The CLUE report also stays with the history of the property. If you plan to sell your house, a claim history on your CLUE report may cause the new homeowner to be charged higher insurance premiums. This could make your property less attractive to homebuyers. If you take care of your home and make appropriate repairs and improvements, your CLUE report should not be a problem.

Be sure to keep your homeowners insurance up-to-date. Let your insurer know about alterations, additions and improvements to your home to maximize your insurance dollars by not being either under- or over-insured.

Homeowners Insurance Comparison

Consider shopping around for rates when your insurance policy comes up for renewal. Just because an insurance company offered you a competitive rate when you purchased your property that may change when you renew the policy. Consider the option of combining your car, life and home insurance with one company which may qualify you for discounts. Use the Homeowners Insurance Comparison Work Sheet provided and shop around to try to save money.


How to File a Homeowners Claim

If someone has become injured on your property or if a violent storm destroys your home, you will need to file a claim with your insurance company. Remember, a homeowners policy is a contract between you and your insurance company. There are rules and procedures that you and your insurer must follow. Read your insurance policy to determine your responsibilities.

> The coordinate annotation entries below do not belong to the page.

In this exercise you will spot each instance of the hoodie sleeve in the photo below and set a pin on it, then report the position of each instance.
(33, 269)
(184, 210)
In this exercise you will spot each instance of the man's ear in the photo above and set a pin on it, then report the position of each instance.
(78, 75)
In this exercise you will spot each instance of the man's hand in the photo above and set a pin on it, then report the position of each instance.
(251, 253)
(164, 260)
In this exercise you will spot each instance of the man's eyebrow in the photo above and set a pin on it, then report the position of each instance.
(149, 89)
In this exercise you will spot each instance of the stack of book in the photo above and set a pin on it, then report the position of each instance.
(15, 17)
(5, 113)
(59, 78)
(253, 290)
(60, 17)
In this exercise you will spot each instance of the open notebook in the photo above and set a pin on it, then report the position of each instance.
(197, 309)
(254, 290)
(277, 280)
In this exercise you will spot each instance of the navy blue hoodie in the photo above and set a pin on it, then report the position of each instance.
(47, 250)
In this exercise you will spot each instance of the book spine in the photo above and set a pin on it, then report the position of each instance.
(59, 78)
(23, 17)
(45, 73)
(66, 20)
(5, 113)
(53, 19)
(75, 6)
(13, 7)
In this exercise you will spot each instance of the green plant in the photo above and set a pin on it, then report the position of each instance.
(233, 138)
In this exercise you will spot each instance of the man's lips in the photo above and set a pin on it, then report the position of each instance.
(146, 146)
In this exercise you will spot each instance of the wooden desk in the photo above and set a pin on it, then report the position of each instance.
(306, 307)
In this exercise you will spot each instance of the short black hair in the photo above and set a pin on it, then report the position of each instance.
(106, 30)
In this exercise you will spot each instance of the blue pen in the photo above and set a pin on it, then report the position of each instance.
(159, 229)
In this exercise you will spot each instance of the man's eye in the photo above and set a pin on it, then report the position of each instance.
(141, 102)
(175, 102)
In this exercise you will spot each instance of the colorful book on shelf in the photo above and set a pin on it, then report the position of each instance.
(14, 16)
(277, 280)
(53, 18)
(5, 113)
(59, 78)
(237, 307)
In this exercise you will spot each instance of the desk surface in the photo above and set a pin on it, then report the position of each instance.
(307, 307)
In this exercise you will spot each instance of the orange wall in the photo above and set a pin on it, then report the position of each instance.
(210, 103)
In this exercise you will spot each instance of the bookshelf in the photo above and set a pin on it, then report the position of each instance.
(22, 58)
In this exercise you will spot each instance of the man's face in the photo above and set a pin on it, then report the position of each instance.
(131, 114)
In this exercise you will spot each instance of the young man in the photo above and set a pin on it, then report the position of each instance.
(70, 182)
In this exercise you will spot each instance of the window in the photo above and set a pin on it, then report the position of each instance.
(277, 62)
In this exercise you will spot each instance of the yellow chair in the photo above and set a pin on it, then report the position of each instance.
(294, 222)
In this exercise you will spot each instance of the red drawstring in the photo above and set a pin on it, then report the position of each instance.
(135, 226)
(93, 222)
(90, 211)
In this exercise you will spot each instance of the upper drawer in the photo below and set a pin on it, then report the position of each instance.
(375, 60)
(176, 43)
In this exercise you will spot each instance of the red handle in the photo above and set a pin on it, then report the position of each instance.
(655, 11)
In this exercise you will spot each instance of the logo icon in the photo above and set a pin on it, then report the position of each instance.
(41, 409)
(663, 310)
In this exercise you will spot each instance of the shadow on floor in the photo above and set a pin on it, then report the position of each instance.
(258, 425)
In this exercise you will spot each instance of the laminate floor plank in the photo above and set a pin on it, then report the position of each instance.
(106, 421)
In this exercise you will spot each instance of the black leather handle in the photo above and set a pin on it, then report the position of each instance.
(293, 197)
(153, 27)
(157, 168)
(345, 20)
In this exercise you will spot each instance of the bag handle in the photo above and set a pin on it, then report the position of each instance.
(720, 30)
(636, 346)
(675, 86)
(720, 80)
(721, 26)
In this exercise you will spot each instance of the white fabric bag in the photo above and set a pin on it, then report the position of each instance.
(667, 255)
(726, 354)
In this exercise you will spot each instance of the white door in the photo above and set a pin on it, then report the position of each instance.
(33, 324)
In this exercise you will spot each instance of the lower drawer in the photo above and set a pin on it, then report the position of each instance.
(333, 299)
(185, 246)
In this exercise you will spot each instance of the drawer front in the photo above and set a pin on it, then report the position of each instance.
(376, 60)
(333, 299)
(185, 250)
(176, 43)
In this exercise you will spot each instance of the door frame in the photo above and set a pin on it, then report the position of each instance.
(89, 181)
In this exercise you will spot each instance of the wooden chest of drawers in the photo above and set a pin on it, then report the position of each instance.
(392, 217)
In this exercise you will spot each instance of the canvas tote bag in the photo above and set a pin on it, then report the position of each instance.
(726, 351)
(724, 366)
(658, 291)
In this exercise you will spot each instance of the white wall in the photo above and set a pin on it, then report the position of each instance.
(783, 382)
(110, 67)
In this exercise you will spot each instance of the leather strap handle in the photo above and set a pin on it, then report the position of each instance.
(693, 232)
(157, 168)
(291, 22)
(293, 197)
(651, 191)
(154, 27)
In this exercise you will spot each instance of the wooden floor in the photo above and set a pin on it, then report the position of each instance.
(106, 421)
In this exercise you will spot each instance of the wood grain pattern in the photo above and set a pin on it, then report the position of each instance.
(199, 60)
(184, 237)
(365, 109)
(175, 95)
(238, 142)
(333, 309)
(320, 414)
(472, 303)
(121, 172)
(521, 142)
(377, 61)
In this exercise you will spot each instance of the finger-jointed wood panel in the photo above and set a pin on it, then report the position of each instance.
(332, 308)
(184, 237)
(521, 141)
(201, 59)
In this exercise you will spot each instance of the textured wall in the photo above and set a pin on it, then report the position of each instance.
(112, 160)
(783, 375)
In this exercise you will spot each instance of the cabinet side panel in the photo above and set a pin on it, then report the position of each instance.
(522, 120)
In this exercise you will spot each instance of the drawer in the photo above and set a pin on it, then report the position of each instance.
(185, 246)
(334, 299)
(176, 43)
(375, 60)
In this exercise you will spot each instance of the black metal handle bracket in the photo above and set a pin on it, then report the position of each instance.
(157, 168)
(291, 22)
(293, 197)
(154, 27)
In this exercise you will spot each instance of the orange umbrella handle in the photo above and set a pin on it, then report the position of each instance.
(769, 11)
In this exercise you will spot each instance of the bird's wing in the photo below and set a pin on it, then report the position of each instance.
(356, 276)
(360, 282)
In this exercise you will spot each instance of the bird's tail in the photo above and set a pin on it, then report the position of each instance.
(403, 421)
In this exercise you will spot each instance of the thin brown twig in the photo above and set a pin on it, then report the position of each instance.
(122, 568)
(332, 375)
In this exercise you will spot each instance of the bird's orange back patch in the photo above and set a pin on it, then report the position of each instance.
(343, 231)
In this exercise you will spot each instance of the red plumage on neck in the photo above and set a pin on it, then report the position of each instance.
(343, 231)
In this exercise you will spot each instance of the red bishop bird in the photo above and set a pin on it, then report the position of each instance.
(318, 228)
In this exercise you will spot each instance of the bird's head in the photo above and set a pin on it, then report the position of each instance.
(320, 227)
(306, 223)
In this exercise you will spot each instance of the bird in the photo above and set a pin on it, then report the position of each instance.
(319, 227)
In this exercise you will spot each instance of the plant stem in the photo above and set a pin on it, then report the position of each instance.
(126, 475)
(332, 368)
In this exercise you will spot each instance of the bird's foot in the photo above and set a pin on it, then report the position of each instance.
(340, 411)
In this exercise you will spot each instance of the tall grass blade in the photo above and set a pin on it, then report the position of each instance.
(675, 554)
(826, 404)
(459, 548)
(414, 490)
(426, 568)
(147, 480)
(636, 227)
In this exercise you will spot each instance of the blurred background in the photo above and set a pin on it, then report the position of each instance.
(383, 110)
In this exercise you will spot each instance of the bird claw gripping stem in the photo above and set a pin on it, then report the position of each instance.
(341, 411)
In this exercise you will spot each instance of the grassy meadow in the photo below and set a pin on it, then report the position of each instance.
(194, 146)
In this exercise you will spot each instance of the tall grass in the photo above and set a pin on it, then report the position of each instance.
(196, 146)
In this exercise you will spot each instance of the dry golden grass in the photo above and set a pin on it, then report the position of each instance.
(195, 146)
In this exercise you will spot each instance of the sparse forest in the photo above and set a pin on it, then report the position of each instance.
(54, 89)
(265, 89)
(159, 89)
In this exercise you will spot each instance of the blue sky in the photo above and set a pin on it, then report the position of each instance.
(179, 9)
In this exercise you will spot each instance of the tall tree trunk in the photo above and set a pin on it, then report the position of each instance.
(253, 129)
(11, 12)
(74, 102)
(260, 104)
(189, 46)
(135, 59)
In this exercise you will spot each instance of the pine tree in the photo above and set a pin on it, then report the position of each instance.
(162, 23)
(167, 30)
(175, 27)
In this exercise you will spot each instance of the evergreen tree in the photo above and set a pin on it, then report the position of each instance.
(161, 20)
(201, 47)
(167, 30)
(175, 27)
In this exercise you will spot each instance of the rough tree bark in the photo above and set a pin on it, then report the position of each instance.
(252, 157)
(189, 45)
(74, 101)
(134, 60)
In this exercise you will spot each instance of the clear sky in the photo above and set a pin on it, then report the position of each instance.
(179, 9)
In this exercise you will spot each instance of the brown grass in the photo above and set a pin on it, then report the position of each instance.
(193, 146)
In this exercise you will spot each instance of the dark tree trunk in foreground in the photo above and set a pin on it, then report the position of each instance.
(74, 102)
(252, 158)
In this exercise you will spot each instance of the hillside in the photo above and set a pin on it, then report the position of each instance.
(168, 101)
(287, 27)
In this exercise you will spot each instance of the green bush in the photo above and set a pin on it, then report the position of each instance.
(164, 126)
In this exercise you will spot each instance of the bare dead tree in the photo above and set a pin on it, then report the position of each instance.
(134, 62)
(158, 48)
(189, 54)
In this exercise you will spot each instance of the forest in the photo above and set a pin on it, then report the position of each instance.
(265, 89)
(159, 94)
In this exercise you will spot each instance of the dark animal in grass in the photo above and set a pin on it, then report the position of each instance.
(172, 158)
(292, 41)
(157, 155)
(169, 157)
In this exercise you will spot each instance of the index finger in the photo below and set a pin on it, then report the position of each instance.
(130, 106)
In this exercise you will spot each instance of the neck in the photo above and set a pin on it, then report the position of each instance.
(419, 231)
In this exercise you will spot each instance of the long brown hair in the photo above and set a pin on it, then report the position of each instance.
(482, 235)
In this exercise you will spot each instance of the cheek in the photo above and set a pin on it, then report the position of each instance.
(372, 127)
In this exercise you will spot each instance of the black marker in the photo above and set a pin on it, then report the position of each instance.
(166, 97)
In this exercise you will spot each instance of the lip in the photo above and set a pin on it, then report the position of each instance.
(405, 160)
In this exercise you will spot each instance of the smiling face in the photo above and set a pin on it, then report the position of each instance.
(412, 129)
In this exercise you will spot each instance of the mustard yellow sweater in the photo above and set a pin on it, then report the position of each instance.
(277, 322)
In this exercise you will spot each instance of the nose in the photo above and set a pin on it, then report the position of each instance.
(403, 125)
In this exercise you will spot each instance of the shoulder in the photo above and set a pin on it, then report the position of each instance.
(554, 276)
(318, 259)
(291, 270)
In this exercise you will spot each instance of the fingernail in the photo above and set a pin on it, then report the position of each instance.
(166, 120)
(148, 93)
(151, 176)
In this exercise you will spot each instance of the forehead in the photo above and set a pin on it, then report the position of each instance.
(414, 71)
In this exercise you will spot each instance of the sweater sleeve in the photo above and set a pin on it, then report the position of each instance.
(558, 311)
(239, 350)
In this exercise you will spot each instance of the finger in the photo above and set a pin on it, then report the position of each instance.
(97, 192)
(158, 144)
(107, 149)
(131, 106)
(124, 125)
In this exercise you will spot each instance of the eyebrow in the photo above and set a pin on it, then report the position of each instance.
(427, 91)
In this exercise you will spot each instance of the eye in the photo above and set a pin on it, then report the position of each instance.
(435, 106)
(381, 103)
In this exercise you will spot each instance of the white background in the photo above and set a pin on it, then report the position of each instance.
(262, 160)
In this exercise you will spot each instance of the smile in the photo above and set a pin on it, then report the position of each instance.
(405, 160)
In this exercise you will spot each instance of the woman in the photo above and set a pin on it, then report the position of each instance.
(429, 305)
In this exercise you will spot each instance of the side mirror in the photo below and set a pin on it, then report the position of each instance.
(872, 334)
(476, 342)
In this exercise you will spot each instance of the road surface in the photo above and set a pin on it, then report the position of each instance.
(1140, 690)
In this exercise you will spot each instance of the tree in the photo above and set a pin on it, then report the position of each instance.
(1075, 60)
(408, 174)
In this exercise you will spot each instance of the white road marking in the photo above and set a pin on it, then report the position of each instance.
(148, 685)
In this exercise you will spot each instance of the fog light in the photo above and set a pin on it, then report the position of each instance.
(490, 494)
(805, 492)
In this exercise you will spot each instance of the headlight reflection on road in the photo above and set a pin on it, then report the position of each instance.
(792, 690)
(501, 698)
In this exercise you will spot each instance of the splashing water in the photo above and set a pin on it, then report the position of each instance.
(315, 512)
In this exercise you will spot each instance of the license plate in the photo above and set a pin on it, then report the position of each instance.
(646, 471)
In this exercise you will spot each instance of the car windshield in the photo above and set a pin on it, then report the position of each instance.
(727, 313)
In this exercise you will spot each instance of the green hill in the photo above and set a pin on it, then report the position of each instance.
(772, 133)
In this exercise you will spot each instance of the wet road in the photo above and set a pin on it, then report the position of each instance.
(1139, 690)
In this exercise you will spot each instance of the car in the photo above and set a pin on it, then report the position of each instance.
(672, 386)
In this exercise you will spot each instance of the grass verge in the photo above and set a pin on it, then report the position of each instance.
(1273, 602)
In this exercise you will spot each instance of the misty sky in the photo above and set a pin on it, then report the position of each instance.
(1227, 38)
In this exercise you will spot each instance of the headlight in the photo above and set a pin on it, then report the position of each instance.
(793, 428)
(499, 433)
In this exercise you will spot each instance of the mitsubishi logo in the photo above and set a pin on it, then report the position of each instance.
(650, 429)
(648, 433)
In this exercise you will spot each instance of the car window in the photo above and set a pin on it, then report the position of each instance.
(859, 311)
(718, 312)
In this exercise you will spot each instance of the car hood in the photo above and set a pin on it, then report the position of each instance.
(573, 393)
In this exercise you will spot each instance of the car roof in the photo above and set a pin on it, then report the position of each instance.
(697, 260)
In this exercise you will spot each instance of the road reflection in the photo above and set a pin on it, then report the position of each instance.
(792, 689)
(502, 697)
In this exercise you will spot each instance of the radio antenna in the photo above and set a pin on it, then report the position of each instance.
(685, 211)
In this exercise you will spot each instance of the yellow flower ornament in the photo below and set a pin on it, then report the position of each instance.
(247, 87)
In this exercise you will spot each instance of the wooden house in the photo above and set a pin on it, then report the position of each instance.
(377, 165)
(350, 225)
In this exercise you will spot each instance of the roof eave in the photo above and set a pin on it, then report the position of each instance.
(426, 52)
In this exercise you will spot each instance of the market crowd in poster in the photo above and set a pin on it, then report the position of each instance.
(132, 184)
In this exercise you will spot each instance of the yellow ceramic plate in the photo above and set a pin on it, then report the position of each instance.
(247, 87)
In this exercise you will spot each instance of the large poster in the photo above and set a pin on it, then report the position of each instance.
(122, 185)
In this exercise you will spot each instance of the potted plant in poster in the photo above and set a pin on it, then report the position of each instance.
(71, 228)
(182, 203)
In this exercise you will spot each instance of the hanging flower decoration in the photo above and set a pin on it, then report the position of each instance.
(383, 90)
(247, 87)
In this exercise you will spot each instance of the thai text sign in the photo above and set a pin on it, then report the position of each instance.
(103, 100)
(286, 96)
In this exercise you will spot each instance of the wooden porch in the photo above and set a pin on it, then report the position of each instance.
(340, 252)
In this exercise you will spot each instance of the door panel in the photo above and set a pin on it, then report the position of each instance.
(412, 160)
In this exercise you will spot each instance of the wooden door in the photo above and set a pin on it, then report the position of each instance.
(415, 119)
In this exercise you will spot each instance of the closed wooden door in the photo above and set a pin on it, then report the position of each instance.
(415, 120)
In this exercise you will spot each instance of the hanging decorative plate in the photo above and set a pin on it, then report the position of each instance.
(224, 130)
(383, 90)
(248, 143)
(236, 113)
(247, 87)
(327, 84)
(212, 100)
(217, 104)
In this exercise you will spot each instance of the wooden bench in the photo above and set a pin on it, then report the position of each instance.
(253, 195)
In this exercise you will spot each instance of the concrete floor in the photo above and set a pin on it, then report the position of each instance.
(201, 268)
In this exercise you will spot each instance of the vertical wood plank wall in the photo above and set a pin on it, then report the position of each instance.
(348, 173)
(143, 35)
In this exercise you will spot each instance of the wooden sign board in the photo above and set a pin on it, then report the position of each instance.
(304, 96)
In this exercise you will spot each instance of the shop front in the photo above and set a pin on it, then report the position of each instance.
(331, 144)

  1. Report any crime to the police.
    If you are the victim of a theft or your home has been vandalized, report it to the police. Get a police report and the names of law enforcement personnel with whom you speak.
  2. Phone your agent or company immediately.
    Insurance policies place a time limit on filing claims. Find out the time limit. Ask questions: Am I covered? Does my claim exceed my deductible? (Your deductible is the amount of loss you agree to pay when you buy a policy.) How long will it take to process my claim? Will I need to obtain estimates for repairs to structural damage?
  3. Make temporary repairs.
    Take reasonable steps to protect your property from further damage. Save receipts for what you spend and submit them to your insurance company for reimbursement.
  4. Prepare a list of lost or damaged articles.
    You will need to substantiate your loss. Avoid throwing out damaged items until the adjuster has visited your home. Consider photographing or videotaping the damage. Prepare a home inventory. Make a copy for your adjuster and supply copies of receipts from damaged items.
  5. If you need to relocate, keep your receipts.
    If your home is severely damaged and you need to find other accommodations while repairs are being made, keep records of all additional expenses incurred. Most homeowners insurance policies provide coverage for loss of use of your home.
  6. Get claim forms.
    Once your insurance company has been notified of your claim, the company is required to send the necessary claim forms to you by the end of a specified time period. (The time period varies from state to state.) Return the properly filled out forms as soon as possible to avoid delays.
  7. Have an adjuster inspect the damage to your home.
    Your insurance company will probably arrange for the adjuster to come and inspect your home.

Once you and your insurance company agree on the terms of your settlement, state laws require that you be paid promptly. If you have any questions about the claim filing laws or need to file a complaint in New Mexico contact:

NEW MEXICO - DEPARTMENT OF INSURANCE
P.E.R.A. Building, 1120 Paseo de Peralta, PO Box 1269
Santa Fe, NM 87504-1269
phone: 505-827-4601
fax: 505-827-4734
www.nmprc.state.nm.us/consumers/crdinsurance.htm

If you live in another state you can contact your state department of insurance.


Mortgage Insurance Premiums (MI)

Mortgage insurance (MI) protects the mortgage holder if the borrower defaults on the loan. This insurance is usually required for government secured loans (FHA, VA loans) or loans in which the amount financed is more than 80 percent of the property value. On conventional loans once the balance on your mortgage loan is less than 80 percent of the property value, contact your mortgage company to remove this extra fee.